Penjual Romantisme Sejarah




Berjalan menyusur jalur Puncak, sepanjang jalur Tugu – Cipayung – Gadog tampak sekitar 50an toko barang antik. Mulai dari patung Dewa Kwan Kong berbahan perunggu, lampu gantung, guci kuno buatan China, sampai meriam sundut berdiameter 10x45 cm, peninggalan kompeni belanda dan tentara portugis. “Meriam sundut peninggalan VOC itu tadinya ada dua, namun sudah laku satu,” ungkap Ajat, salah satu penjual barang antik tadi.

Hampir semua toko barang antik di jalur Puncak, selain menjual barang antik, juga menjual benda-benda repro atau bahkan barang baru dengan bentuk mirip benda antik. Biasanya barang antik berbahan logam, terbuat perunggu, tetapi tiruannya berbahan besi biasa atau dari kuningan. “Harga barang repro bisa 2-3 kali lebih murah daripada barang antik, bahkan bisa 100 kali lebih murah,” jelas Ajat lagi. Barang antik bisa mahal lantaran nilai sejarah yang melekat pada bendanya. Contohnya satu repro patung perunggu Kwan Kong di atas kuda perangnya, disini dibanderol 6,5 juta rupiah. “Tetapi benda antiknya yang berbahan perunggu bisa dilepas 25 juta-an rupiah,” ujarnya. Contoh lainnya seperti replika lampu gantung berhias kristal yang ‘hanya’ dijual 17,5 juta rupiah, yang aslinya dari Itali mungkin harganya bisa sampai ratusan juta.
Ada pula sebuah tongkat komando yang di pangkal tongkat tersebut terukir lambang Kesatuan Komando Daerah Militer IV Diponegoro serta angka tahun 1961. Bisa jadi milik salah seorang mantan Pangdam IV Diponegoro. (Tebak saja siapa pemegang tongkat komando di tahun tersebut). “Harganya cuma 300 ribuan,” kata satu penjual lainnya. Namun saya pikir-pikir, bagaimana mungkin seorang Pangdam sampai bisa kelepasan tongkat komandonya hingga ke sini ?

Seperti halnya di komplek pertokoan barang antik –yang konon- tertua di Jalan Surabaya, Jakarta, maka antara satu toko dengan toko yang lain relatif menjual barang-barang yang mirip dan nyaris serupa. Bahkan bukan tak mungkin merekapun dipasok dari produsen barang-barang repro yang sama. Meski demikian, bagi orang awam pasti sedikit susah membedakan antara asli antik atau repronya. Kecuali satu hal yang sederhana bagi saya, semakin banyak stok-nya maka pastilah yang dibikin ‘mass-product‘ dan layak dipertanyakan ‘keantikan-nya’.

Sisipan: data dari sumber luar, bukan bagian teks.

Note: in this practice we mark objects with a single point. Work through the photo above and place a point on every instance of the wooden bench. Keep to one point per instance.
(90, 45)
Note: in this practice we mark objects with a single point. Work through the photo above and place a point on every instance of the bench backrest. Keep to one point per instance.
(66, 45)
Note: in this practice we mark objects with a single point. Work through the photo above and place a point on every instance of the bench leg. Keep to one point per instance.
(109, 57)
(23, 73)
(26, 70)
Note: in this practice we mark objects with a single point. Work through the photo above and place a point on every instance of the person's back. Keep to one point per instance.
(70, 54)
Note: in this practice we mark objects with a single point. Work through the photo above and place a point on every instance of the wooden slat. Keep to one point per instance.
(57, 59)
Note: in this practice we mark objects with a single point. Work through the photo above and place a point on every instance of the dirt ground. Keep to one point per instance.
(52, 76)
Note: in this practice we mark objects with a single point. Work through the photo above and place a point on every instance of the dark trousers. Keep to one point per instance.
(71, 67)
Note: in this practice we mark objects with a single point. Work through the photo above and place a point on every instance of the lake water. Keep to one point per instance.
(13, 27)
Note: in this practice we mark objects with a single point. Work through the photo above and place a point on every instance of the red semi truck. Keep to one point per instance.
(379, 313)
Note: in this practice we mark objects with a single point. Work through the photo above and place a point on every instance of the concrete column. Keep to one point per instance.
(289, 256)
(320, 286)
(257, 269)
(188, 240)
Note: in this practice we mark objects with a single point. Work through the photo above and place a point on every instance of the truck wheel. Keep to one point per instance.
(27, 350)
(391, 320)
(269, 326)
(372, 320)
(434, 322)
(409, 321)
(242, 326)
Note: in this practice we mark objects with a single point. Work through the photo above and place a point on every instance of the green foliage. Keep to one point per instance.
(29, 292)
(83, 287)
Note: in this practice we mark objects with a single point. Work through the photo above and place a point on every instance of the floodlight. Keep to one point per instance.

Terlepas dari asli atau bukan, saya justru melihat sisi positif dari para duplikator atau replikator pembuatnya. Mereka pasti berusaha dengan keras agar dapat membuat semirip aslinya, dan untuk itu perlu pengetahuan yang cukup baik soal barang-barang yang akan dibuat reproduksinya. Hal yang sama-pun akan berlaku bagi para pedagang tadi. Mereka akan berburu menambah wawasan yang luas soal sejarah terkait barang-barang dagangannya demi meyakinkan calon konsumennya. Ini artinya ada proses edukasi yang lumayan-lah bagi mereka.

Dan yang jelas, pasar ini ada karena adanya permintaan. Para kolektor dan pemburu barang antik, baik yang sudah ahli maupun para pemula -yang latah ikut-ikutan- pastilah punya masing-masing alasan untuk membeli barang-barang tadi. Selain karena faktor pertimbangan investasi, semua barang ‘sisa sejarah’ tadi punya nilai karena manusia tak bisa lepas dari keterikatan dengan sejarah dan masa lalu. Sehingga sesederhana apapun setiap artefak akan menorehkan romantisme historik bagi perjalanan peradaban umat. Sejauh masih dalam koridor ‘halal’ dan ‘legal’..maka sah-sah saja bila hal itu dikomoditaskan oleh sebagian orang buat sandaran nafkahnya. Seperti Ajat dan kawan-kawan pedagang barang antik lainnya di jalur Puncak tadi © STA-2011.